Centre international pour la jeunesse
"La restauration de la maison est maintenant en bonne voie et nous espérons que l’Annexe secrète sera ouverte aux visiteurs cet été. (…) La maison a une très grande valeur spirituelle. Des milliers de personnes originaires du monde entier l’ont visitée ces dernières années, un grand nombre d’entre elles ont apporté des fleurs et le fait d’être dans les pièces où s’est déroulé tout ce dont Anne a parlé a laissé sur ces personnes une impression inoubliable. Mais cela ne suffit pas. Ce n’est pas suffisant que les gens soient émus et se mettent à penser à tous ces événements terribles. Il faut développer des activités."
Discours d’Otto Frank à New York, le 24 mars 1959.
Lors de l’ouverture de la Maison Anne Frank au public (1960), la fonction attribuée au bâtiment n’est pas immédiatement perceptible. Est-ce un lieu de commémoration ? Un musée ? Un monument à la mémoire des victimes de ce qui devait s’appeler plus tard l’Holocauste ?
Au début, les visiteurs doivent sonner, grimper un petit escalier pour arriver en haut pour ensuite, après avoir franchi la fameuse bibliothèque pivotante, se retrouver dans les salles vides et dépouillées de l’annexe. De jeunes guides – pour la plupart des étudiants – font des visites guidées. La première année (1960), 9.000 visiteurs grimpent l’escalier du 263 Prinsengracht.
L’idéal d’Otto Frank n’est pas tant un musée, mais un centre international pour la jeunesse. Une maison du dialogue. Une maison pour jeunes, auxquels s’adresse une mise en garde qui vient du passé mais qui soit tournée vers l’avenir. Cet idéal est nourri par les nombreuses lettres qu’il reçoit, des lettres de jeunes qui réagissent au journal de sa fille, à la pièce de théâtre et au film américain qui a été réalisé en 1959 sur la clandestinité dans l’Annexe.
Entre-temps, Otto Frank s’est installé à Bâle en 1952, mais il continue à s’impliquer de près dans les projets, les événements et les développements concernant le bâtiment de son ancienne entreprise et lieu de clandestinité.
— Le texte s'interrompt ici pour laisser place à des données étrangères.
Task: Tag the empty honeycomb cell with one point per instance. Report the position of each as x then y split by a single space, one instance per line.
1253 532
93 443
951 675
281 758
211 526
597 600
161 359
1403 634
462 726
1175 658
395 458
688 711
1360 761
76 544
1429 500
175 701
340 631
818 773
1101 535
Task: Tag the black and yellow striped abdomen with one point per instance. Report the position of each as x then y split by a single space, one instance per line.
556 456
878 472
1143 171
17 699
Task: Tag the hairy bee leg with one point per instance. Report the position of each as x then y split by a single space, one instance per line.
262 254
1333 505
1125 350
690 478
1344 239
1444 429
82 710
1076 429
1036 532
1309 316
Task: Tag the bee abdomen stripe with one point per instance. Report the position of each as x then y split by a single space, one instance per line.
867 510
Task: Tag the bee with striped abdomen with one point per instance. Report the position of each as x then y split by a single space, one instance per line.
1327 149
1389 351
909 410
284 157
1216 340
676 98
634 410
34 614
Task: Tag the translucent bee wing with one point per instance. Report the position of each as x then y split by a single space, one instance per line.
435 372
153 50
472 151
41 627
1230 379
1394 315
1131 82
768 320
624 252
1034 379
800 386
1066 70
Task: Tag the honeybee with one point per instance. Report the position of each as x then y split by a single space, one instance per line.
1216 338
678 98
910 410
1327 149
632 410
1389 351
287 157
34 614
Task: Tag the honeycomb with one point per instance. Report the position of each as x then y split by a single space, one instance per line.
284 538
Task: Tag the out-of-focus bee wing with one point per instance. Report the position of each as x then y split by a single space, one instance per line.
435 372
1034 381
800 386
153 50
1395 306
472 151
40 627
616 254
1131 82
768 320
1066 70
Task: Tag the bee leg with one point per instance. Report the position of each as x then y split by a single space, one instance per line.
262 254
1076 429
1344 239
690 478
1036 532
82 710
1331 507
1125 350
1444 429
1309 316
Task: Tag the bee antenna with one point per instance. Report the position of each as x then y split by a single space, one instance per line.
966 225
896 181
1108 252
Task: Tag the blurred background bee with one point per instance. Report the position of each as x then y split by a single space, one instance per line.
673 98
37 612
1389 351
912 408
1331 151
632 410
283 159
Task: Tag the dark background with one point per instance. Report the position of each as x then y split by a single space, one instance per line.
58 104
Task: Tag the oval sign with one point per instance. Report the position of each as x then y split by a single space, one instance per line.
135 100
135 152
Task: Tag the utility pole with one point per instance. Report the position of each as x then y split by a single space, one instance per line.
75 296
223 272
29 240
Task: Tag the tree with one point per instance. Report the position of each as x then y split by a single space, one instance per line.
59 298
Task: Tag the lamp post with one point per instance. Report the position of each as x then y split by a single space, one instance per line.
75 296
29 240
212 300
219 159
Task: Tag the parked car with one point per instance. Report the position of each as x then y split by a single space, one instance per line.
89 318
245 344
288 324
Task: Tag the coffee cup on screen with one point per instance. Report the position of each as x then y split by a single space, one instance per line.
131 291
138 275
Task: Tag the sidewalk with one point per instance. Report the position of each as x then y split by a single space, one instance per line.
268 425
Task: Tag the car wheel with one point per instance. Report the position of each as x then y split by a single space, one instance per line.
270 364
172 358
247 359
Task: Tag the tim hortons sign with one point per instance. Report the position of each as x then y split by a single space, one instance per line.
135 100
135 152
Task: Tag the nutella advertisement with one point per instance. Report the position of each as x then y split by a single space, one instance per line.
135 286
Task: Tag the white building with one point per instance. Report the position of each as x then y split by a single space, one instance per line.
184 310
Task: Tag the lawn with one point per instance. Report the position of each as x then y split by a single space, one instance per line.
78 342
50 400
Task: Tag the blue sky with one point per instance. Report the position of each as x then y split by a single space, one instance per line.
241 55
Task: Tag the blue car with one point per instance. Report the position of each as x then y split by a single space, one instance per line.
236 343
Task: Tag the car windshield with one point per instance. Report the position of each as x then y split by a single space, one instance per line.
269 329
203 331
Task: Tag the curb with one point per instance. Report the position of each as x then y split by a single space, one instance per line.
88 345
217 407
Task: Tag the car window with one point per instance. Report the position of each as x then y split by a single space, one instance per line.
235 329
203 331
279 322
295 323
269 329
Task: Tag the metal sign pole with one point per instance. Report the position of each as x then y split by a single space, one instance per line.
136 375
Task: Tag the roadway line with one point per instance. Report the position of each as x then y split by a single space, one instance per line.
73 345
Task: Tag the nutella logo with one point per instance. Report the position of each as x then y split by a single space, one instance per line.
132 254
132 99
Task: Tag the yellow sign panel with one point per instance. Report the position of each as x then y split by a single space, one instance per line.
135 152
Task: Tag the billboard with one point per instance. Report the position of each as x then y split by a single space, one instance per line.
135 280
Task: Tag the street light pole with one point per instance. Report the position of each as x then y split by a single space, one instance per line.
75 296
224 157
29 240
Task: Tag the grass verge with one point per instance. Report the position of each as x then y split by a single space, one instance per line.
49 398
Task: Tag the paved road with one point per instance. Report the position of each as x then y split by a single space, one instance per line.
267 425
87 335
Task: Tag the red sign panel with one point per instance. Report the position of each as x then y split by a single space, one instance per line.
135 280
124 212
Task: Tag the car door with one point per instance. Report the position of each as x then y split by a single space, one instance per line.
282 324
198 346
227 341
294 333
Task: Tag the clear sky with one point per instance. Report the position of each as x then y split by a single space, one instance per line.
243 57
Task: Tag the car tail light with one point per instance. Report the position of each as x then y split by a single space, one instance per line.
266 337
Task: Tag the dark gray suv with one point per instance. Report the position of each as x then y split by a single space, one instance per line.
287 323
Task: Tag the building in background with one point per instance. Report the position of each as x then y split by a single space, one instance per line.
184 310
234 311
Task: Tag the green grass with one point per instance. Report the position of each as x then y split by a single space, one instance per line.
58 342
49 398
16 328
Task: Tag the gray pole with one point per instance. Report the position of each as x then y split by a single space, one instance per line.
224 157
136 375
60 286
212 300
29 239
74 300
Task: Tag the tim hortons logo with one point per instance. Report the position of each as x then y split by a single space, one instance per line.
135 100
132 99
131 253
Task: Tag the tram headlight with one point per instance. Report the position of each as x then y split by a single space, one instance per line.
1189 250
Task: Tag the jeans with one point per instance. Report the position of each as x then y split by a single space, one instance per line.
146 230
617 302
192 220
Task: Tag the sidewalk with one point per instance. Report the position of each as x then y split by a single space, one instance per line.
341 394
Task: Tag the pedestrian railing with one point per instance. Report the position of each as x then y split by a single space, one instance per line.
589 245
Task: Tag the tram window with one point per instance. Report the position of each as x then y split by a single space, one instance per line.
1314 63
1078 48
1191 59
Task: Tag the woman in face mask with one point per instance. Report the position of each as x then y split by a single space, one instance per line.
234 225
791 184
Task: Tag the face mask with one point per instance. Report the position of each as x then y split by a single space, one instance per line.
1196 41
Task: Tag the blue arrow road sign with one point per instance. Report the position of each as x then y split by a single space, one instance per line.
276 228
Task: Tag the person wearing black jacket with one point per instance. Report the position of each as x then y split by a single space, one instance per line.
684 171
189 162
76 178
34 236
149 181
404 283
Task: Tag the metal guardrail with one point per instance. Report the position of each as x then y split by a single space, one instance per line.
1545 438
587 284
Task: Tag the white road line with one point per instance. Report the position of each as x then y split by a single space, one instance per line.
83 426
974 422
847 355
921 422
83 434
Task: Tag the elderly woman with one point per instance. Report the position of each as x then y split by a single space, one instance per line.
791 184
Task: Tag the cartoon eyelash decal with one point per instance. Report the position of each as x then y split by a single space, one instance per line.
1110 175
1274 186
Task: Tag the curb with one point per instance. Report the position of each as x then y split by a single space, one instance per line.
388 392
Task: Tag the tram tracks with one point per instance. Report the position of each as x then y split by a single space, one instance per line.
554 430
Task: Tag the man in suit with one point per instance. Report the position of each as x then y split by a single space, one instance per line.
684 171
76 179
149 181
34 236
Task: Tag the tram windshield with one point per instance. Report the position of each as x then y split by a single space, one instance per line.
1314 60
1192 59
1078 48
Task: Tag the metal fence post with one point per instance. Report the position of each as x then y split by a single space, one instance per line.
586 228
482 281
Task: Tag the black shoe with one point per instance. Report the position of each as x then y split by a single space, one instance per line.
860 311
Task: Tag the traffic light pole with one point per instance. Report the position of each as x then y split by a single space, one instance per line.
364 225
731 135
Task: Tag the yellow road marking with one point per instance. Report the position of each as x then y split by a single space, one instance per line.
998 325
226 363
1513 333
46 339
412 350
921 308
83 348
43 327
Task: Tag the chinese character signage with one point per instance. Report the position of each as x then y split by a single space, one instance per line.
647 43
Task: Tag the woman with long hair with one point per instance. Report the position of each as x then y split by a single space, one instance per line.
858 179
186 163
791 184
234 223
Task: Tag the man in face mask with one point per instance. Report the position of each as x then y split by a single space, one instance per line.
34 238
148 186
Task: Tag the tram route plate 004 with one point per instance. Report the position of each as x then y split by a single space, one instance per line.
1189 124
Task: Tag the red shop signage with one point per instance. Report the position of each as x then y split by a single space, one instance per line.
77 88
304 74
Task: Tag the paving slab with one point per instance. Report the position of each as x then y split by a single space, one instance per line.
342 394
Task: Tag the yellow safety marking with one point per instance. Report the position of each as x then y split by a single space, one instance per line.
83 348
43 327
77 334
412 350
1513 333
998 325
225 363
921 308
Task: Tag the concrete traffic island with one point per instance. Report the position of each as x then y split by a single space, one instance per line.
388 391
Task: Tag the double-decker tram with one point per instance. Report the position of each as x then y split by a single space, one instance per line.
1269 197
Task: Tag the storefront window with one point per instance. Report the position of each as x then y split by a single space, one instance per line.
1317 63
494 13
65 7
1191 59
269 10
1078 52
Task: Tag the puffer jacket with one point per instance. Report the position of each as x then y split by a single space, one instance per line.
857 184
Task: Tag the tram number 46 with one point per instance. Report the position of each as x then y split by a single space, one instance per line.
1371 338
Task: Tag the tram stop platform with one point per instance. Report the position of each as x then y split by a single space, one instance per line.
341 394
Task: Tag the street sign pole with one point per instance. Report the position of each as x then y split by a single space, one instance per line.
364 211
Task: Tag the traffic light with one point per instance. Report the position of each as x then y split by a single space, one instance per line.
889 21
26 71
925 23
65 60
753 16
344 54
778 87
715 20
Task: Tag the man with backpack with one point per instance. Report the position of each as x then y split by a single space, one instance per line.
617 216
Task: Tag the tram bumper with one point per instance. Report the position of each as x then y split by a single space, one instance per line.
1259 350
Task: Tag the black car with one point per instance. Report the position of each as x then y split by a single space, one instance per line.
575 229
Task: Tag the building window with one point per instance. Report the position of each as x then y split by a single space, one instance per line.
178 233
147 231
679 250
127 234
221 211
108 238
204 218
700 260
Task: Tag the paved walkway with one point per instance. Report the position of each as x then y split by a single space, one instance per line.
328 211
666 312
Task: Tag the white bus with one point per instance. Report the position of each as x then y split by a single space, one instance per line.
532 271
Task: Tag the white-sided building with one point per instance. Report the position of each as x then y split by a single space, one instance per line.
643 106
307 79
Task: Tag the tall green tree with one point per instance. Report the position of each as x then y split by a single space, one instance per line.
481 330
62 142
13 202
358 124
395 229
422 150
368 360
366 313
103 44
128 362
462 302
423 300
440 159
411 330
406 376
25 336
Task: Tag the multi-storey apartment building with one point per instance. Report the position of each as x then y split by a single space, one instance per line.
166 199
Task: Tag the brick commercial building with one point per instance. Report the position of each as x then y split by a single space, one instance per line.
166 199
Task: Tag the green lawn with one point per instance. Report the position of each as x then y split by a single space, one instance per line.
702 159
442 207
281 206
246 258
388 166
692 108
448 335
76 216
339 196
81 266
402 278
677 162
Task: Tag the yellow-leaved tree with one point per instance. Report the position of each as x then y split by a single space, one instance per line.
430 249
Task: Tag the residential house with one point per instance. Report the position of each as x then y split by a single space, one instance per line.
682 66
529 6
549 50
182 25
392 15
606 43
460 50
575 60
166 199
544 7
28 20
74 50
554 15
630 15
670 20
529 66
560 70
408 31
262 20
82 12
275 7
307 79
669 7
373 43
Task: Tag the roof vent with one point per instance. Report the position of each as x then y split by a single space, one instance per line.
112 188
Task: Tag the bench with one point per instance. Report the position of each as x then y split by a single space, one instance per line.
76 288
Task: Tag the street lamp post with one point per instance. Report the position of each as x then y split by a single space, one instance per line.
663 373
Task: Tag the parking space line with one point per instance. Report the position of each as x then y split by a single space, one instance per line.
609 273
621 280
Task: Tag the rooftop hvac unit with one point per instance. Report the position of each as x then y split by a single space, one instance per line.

Le centre international pour la jeunesse dans la Maison Anne Frank démarre le 3 mai 1961, sous la direction enthousiaste d’un ami d’Otto Frank, le pédagogue/psychologue Henri van Praag.
Conférence de Pentecôte 1969 dans la Maison Anne Frank. De gauche à droite : Fritzi Frank-Markovits, Cor Suijk, Otto Frank et Henri van Praag.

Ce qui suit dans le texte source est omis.